Perhaps the only guaranteed opposition for pausing AI research would come from the relevant corporations themselves (they are, of course, immensely powerful. But maybe they'll accept an end of this arms race anyway), their dependents, and maybe some sections of libertarians and progressives (but I doubt there are that many of them committed to supporting AI research).
The public opinion is probably not very positive about AI research, but also perhaps a bit apathetic about what's happening. Maybe the information in this survey, properly presented in a news article or something, could rally some public support for AI restrictions.
Public sentiment is already mostly against AI when public sentiment has an opinion. Though its not a major political issue (yet) so people may not be thinking about it. If it turns into a major political issue (there are ways of regulating AI without turning it into a major political issue, and you probably want to do so), then it will probably become 50/50 due to what politics does to everything.
How should we think about the 17% response rate to this survey? Is it possible that researchers who are more concerned about alignment are also more likely to complete the survey?
I'd guess very slightly, yes. I'm not aware of easy ways to get much evidence, unfortunately.

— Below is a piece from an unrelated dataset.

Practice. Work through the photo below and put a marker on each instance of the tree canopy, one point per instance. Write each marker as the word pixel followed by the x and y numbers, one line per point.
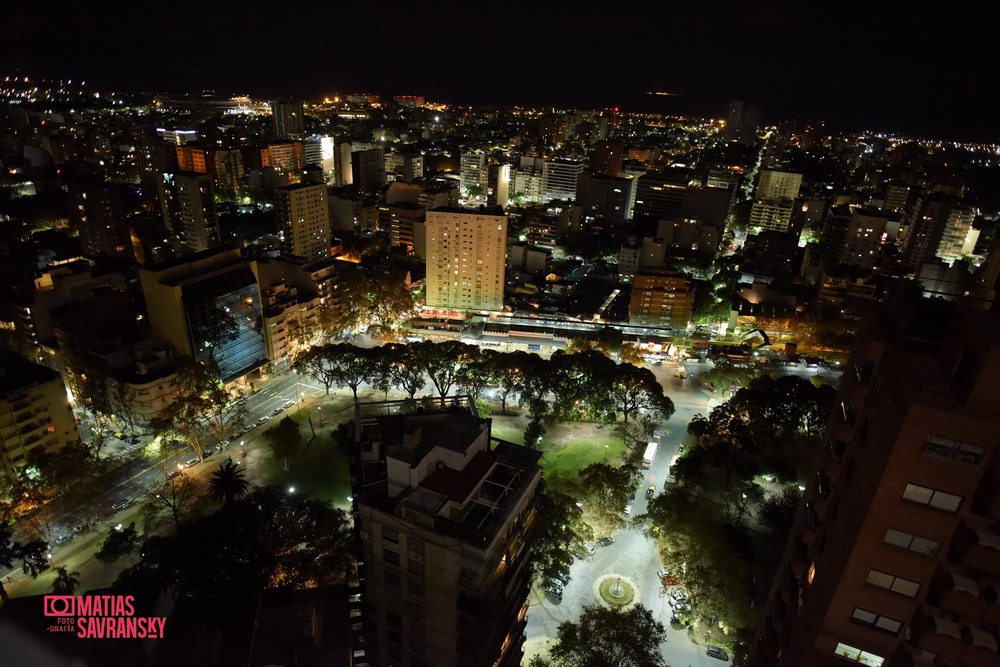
pixel 610 638
pixel 269 539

I dream of getting a couple questions added onto a big conference's attendee application form. But probably not possible unless you're incredibly well-connected.
Possible, but likely a smaller effect than you might think because: a) I was very ambiguous about the subject matter until they were taking the survey (e.g. did not mention AGI or risk or timelines) b) Last time (for the 2016 survey) we checked the demographics of respondents against those for a random subset of non-respondents, and they weren't very different.
Participants were also mostly offered substantial payment for taking the survey ($50 usually, for a ~15m survey), in part in the hope of making payment a larger motivator than desire to express some particular view, but I don't think payment actually made a large difference to the response rate, so probably failed have the desired effect on possible response bias.
It would be cool to give this survey to top AI forecasters and see what the corresponding graphs look like. E.g. get superforecasters-who-have-forecast-on-AI-questions, or maybe top metaculus users, etc.
I would find it fascinating to see this data for the oil and gas industry. I would guess that far fewer people in that industry think that their work is causing outcomes as bad as human extinction (presumably correctly), and yet they probably face more opprobrium for their work (at least from some left-leaning corners of the population).
There are a few obvious flaws in interpreting the survey as is:
Anthropic's write up, afaik, is a nuanced take and may be a reasonable starting point for an informed and calibrated take towards AI research.
I usually don’t engage with AI takes here because it is a huge echo chamber in here but these are my two cents!
Disagree-voting for the following reasons:
I think Metaculus does a decent job at forecasting, and their forecasts are updated based on recent advances, but yes, predicting the future is hard.